Keep tomatoes and their relatives in a warm place until November before planting in the garden.
The soil is way too cold for them to grow outside unprotected yet.
To have a successful planting delicate, tender seedlings need protection from:
- the heaps of slugs and snails which miraculously appear now. Keeping them away from delicious, tender new sprouting seedlings requires some effort.
- strong cold winds
- birds – especially black-birds which are nesting at present and determinedly scratch for worms scattering seeds and seedlings out of the soil in their efforts.
- any pets which can dig [or neighbourhood cats]
- possums and rats which can cause havoc if you have them around
What sort of protection?
These are my favorites: For veg, full plastic cover over hoops on raised beds with bird netting over the top and looped onto hooks on the wood to hold all in place in strong winds.

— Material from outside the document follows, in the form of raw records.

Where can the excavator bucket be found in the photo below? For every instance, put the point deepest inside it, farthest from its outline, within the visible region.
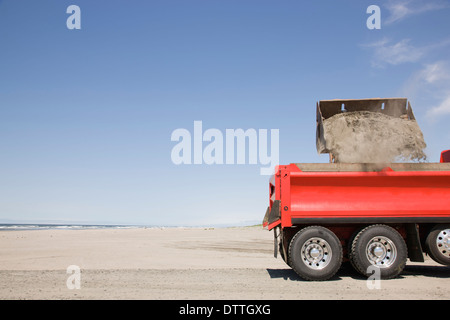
(393, 107)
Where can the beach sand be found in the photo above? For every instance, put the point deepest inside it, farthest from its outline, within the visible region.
(182, 263)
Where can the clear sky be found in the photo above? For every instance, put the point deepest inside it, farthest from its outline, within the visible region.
(86, 116)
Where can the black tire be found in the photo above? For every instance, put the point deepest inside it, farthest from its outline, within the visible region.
(381, 246)
(315, 253)
(437, 244)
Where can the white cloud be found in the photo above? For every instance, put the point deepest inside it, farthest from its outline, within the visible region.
(431, 85)
(386, 52)
(442, 109)
(399, 10)
(436, 72)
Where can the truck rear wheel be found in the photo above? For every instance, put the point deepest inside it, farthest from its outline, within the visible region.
(438, 244)
(315, 253)
(380, 246)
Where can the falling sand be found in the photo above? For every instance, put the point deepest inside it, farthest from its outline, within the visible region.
(373, 137)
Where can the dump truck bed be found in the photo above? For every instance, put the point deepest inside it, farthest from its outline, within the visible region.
(359, 193)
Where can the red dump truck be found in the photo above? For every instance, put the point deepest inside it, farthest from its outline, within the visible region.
(371, 214)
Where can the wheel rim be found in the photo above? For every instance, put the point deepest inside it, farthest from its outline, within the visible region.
(443, 242)
(316, 253)
(381, 251)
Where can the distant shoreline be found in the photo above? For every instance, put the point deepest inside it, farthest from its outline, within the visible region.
(70, 226)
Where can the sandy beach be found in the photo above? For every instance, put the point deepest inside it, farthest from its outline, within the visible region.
(183, 263)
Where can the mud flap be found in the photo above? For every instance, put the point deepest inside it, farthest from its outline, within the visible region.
(275, 242)
(272, 216)
(413, 243)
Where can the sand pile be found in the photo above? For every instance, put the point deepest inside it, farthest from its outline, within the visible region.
(373, 137)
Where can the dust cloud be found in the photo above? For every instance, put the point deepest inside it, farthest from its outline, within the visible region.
(373, 137)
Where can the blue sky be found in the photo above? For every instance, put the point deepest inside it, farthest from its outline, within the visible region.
(86, 115)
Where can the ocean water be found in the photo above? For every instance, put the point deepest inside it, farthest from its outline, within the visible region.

A protective surround. Cut down plastic bottles, one per seedling can work. I put a bird net over the lot as we have determined black-birds which up-root most such attempts. And hook tent-pegs or weed-mat pegs over the sides into the ground to stop the wind blowing them away.
A plastic bag cover over a frame with the plastic buried into the ground so there is no access [+ snail bait/deterrent for the determined ones].
A plastic tunnel cover [with covered ends too] +snail bait/deterrent
Any other inventive physical barrier!
And have patience – seedlings grow in warm soil – use your inner wrist or a thermometer – not your gloved hand – to feel if it’s warm enough for them to thrive.
May your spring garden bring you joy!
For more ideas about what to sow and when in NZ, have a look at http://gardenate.com
For more about planting by the moon phases,
If you like experiments about when to plant for best results, a great one is to plant the same seeds in rows right beside each other [so all other conditions are identical], and label the rows with the date of planting. Then sow seeds from 1 packet at weekly intervals, each week in a new row.
This way you can see how the recommendations for best/worst seed sowing outcomes from moon-planting guides work for you. Maybe they do, and maybe they don’t.
I enjoy experimenting with such ideas – and if only I can rescue the rows from the snails and black-birds, I might even get some results to share!
Here’s a post I wrote about planting by the moon phases if you like more information and reflections on it.
Moon planting guides remind me to plant SOMETHING, plan a little, and help me have a continuous supply!